The proportion of UK adults on low incomes who face hunger because they can’t afford to buy enough to eat – a situation known as ‘food insecurity’ – has likely almost doubled in the UK since 2004, suggests an analysis of survey data published online in the Journal of Epidemiology & Community Health.
Those who are unemployed or disabled are the most vulnerable to the worst aspects of food insecurity, which includes going whole days without eating, the findings indicate.
The steep rise in UK food bank use in recent years has pushed household food insecurity back onto the public health agenda, say the researchers.
But little is known about the factors driving it, and whether it has increased during a period of austerity and welfare reform, or simply been exposed by the new availability of food banks.
In a bid to plug this knowledge gap, the researchers compared data from the 2016 Food & You (F&Y) Survey with data from the 2004 Low Income Diet and Nutrition Survey (LIDNS).
The F&Y Survey included 3118 adults aged 16+ living in England, Wales, and Northern Ireland, while the LIDNS targeted the 15% most deprived households in the UK.
Analysis of the F&Y data showed that around one in five adults (21%; 10.2 million people) in England, Wales, and Northern Ireland experienced some level of food insecurity in 2016. For nearly 3%, this was severe, meaning that they likely went without food.
Several groups were at heightened risk of food insecurity. These included adults up to their mid 40s, those with children, those who didn’t identify as white, and adults with low educational attainment.

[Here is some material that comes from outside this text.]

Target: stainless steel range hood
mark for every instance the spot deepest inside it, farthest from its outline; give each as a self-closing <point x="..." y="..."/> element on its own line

Nearly one in three adults with children under the age of 16 was food insecure. The risk was greatest among the unemployed, those with long-term conditions or disabilities, and those on the lowest household income.
To explore trends over time, the researchers compared 335 respondents in the lowest income bracket from the F&Y survey with respondents in the LIDNS, a process which matched people with similar socioeconomic and demographic features in both surveys.
Their calculations showed that between 2004 and 2016, food insecurity among the least well off almost doubled, rising from just under 28% to nearly 46%, after taking account of potentially influential factors.
The rise was even steeper among those living with a longstanding illness or disability just over 53.5% of whom experienced food insecurity in 2016.
This is an observational study, and as such, can’t establish cause, added to which the people in each dataset were not the same in both time periods and ‘low income’ was defined differently in both surveys.
But if anything, the observed increase in food insecurity among those on low incomes is likely to be an underestimate, because people in the 2004 sample faced a greater degree of material deprivation than those in the 2016 sample, the researchers point out.
The scale of food insecurity in the UK is larger than recent food bank data suggest, and affects those who are already at risk of poor health, they highlight, suggesting that welfare system changes may help to explain the figures.
“While the Great Recession also occurred between 2004 and 2016 and may have contributed to a rise in food insecurity at that time, by 2016 the UK was no longer in recession. By contrast, welfare reform continued, the effects of which were keenly felt by those with longstanding illnesses,” they write.
“The rising vulnerability to food insecurity observed between the 2004 LIDNS and F&Y survey suggests that the poorest in the UK are worse off today,” they add.
They conclude: “Food insecurity has certainly always existed in the UK, but in light of the welfare changes that occurred over this period, it is possible the current social security system is providing increasingly inadequate protection from food insecurity for more and more people.”